E. Alison Holman recommande tout d'abord de prendre une grande inspiration avant de dégainer son téléphone ou d'allumer la télévision. Soyez attentifs à vos émotions. Puis, alors que l'information défile sous vos yeux, continuez à respirer profondément, cela vous aidera à rester détendu et connecté à votre corps pour mieux détecter ses réactions. Si votre corps se tend, votre rythme cardiaque s'accélère ou vos épaules se resserrent, faites une pause. Ces signes indiquent que l'actualité déclenche votre réaction au stress et qu'il est temps de prendre ses distances.

Le seuil est différent pour chacun de nous ; certains peuvent endurer 15 à 20 minutes de défilement, alors que d'autres ne dépassent pas les cinq minutes. « Vous devez établir votre propre seuil », indique E. Alison Holman. Évitez de fureter sur votre téléphone pendant la journée, ajoute-t-elle. Choisissez plutôt un ou deux créneaux pour consulter l'actualité et utilisez un minuteur. « Votre corps et votre cerveau ont besoin de pauses », recommande Nixon.

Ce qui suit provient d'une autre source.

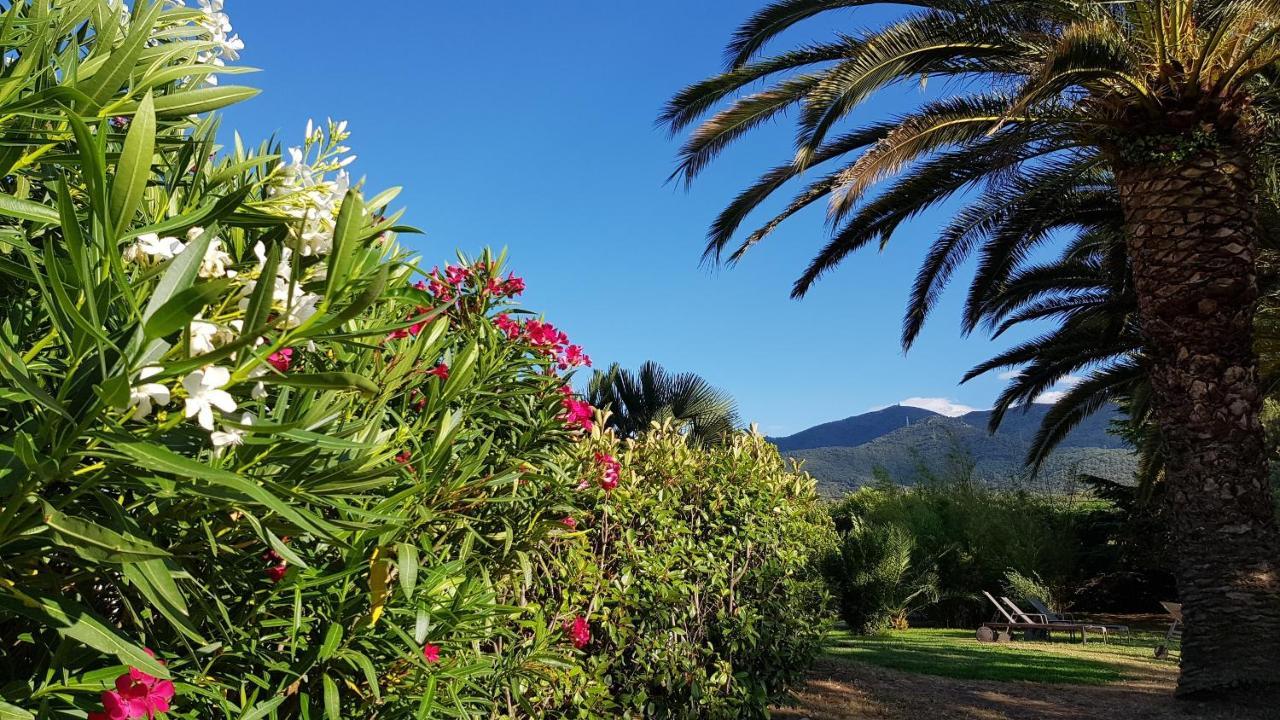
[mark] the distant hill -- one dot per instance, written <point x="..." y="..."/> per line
<point x="910" y="443"/>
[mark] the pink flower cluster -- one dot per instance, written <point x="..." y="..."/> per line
<point x="280" y="359"/>
<point x="579" y="632"/>
<point x="432" y="652"/>
<point x="277" y="566"/>
<point x="577" y="413"/>
<point x="547" y="338"/>
<point x="136" y="695"/>
<point x="611" y="469"/>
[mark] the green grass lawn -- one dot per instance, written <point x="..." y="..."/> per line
<point x="955" y="654"/>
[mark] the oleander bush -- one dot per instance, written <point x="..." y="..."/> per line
<point x="693" y="577"/>
<point x="254" y="463"/>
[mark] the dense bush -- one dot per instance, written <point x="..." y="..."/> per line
<point x="231" y="431"/>
<point x="255" y="463"/>
<point x="877" y="579"/>
<point x="970" y="536"/>
<point x="695" y="579"/>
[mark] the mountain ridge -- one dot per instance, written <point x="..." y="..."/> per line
<point x="912" y="445"/>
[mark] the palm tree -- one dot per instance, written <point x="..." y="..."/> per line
<point x="1166" y="96"/>
<point x="653" y="395"/>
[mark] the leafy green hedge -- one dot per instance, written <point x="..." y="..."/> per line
<point x="696" y="577"/>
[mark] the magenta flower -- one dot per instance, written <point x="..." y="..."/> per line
<point x="136" y="696"/>
<point x="280" y="359"/>
<point x="611" y="468"/>
<point x="456" y="274"/>
<point x="579" y="630"/>
<point x="577" y="413"/>
<point x="507" y="326"/>
<point x="432" y="652"/>
<point x="513" y="286"/>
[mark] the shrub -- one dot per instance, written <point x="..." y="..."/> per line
<point x="876" y="579"/>
<point x="696" y="583"/>
<point x="972" y="536"/>
<point x="339" y="518"/>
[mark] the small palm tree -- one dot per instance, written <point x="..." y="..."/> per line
<point x="1168" y="96"/>
<point x="653" y="395"/>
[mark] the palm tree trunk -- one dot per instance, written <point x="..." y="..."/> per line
<point x="1192" y="233"/>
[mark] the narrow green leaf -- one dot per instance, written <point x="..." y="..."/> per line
<point x="27" y="210"/>
<point x="97" y="542"/>
<point x="351" y="217"/>
<point x="181" y="273"/>
<point x="195" y="101"/>
<point x="183" y="306"/>
<point x="406" y="563"/>
<point x="76" y="621"/>
<point x="13" y="712"/>
<point x="332" y="705"/>
<point x="164" y="460"/>
<point x="135" y="165"/>
<point x="324" y="381"/>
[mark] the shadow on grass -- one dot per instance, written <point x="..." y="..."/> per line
<point x="955" y="654"/>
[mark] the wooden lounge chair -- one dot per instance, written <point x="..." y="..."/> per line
<point x="1175" y="628"/>
<point x="1050" y="616"/>
<point x="1002" y="625"/>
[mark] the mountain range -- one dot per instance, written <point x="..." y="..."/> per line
<point x="908" y="445"/>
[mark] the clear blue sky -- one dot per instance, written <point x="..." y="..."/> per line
<point x="531" y="126"/>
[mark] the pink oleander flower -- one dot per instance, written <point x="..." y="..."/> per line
<point x="440" y="291"/>
<point x="513" y="286"/>
<point x="572" y="356"/>
<point x="507" y="326"/>
<point x="579" y="630"/>
<point x="137" y="695"/>
<point x="456" y="274"/>
<point x="577" y="413"/>
<point x="611" y="469"/>
<point x="432" y="652"/>
<point x="280" y="359"/>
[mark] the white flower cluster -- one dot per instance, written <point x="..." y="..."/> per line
<point x="218" y="26"/>
<point x="301" y="190"/>
<point x="304" y="190"/>
<point x="150" y="249"/>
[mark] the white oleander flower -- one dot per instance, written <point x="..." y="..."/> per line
<point x="301" y="309"/>
<point x="150" y="247"/>
<point x="204" y="336"/>
<point x="214" y="265"/>
<point x="146" y="396"/>
<point x="205" y="392"/>
<point x="229" y="436"/>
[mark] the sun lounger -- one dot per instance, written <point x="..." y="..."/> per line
<point x="1004" y="624"/>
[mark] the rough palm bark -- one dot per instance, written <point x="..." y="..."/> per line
<point x="1192" y="235"/>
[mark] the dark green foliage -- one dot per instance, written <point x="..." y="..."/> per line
<point x="699" y="577"/>
<point x="876" y="578"/>
<point x="972" y="536"/>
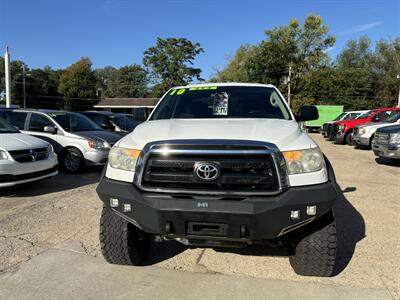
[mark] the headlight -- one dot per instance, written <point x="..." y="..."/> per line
<point x="394" y="138"/>
<point x="3" y="155"/>
<point x="123" y="158"/>
<point x="98" y="144"/>
<point x="304" y="161"/>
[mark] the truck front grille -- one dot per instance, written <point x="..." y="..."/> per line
<point x="237" y="173"/>
<point x="29" y="155"/>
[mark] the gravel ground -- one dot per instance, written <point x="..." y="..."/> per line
<point x="42" y="215"/>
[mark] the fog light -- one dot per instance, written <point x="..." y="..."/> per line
<point x="312" y="210"/>
<point x="295" y="215"/>
<point x="127" y="208"/>
<point x="114" y="202"/>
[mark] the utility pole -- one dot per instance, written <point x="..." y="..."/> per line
<point x="398" y="100"/>
<point x="24" y="83"/>
<point x="289" y="82"/>
<point x="7" y="77"/>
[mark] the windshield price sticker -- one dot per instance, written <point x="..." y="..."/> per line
<point x="201" y="88"/>
<point x="220" y="106"/>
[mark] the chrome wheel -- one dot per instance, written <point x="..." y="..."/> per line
<point x="72" y="161"/>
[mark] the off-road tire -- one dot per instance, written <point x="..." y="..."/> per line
<point x="121" y="242"/>
<point x="348" y="139"/>
<point x="315" y="254"/>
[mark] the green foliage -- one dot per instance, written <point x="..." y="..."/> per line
<point x="78" y="81"/>
<point x="128" y="81"/>
<point x="170" y="61"/>
<point x="361" y="77"/>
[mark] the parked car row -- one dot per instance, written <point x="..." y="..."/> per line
<point x="377" y="129"/>
<point x="33" y="143"/>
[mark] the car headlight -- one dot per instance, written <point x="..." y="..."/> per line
<point x="3" y="155"/>
<point x="394" y="138"/>
<point x="304" y="161"/>
<point x="123" y="158"/>
<point x="98" y="144"/>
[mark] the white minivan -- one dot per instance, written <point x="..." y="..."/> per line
<point x="24" y="158"/>
<point x="77" y="140"/>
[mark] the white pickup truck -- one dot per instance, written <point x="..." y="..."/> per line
<point x="221" y="165"/>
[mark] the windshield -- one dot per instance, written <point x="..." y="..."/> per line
<point x="393" y="118"/>
<point x="122" y="122"/>
<point x="339" y="117"/>
<point x="74" y="122"/>
<point x="366" y="115"/>
<point x="222" y="102"/>
<point x="6" y="127"/>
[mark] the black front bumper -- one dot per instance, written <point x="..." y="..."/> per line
<point x="251" y="218"/>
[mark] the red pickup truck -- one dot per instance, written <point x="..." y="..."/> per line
<point x="344" y="129"/>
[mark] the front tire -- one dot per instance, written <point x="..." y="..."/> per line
<point x="121" y="242"/>
<point x="72" y="160"/>
<point x="315" y="254"/>
<point x="348" y="139"/>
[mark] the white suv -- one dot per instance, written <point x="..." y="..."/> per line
<point x="23" y="158"/>
<point x="221" y="165"/>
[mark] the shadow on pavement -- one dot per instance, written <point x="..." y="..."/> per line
<point x="163" y="251"/>
<point x="350" y="227"/>
<point x="58" y="183"/>
<point x="388" y="162"/>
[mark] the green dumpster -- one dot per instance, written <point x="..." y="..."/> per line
<point x="326" y="114"/>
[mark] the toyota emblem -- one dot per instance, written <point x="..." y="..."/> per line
<point x="206" y="171"/>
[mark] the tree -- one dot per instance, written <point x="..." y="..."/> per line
<point x="236" y="70"/>
<point x="103" y="76"/>
<point x="128" y="81"/>
<point x="302" y="47"/>
<point x="78" y="81"/>
<point x="170" y="61"/>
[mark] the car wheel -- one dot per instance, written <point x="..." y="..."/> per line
<point x="72" y="160"/>
<point x="121" y="242"/>
<point x="315" y="254"/>
<point x="348" y="139"/>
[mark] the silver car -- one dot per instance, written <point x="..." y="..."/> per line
<point x="364" y="134"/>
<point x="77" y="140"/>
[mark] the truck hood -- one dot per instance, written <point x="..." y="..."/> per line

Enfin, suivez l'exemple donné par Roxane Cohen Silver, qui évite à tout prix les images explicites, car elle ne connaît que trop bien leurs effets destructeurs. Par exemple, lorsqu'elle lit un article sur Gaza, elle cache de sa main les images bouleversantes. De cette façon, elle se tient à la page de l'actualité internationale tout en se protégeant de son impact psychologique. « Je prends mes recherches très au sérieux dans ma vie personnelle », conclut-elle.

Cet article a initialement paru sur le site nationalgeographic.com en langue anglaise.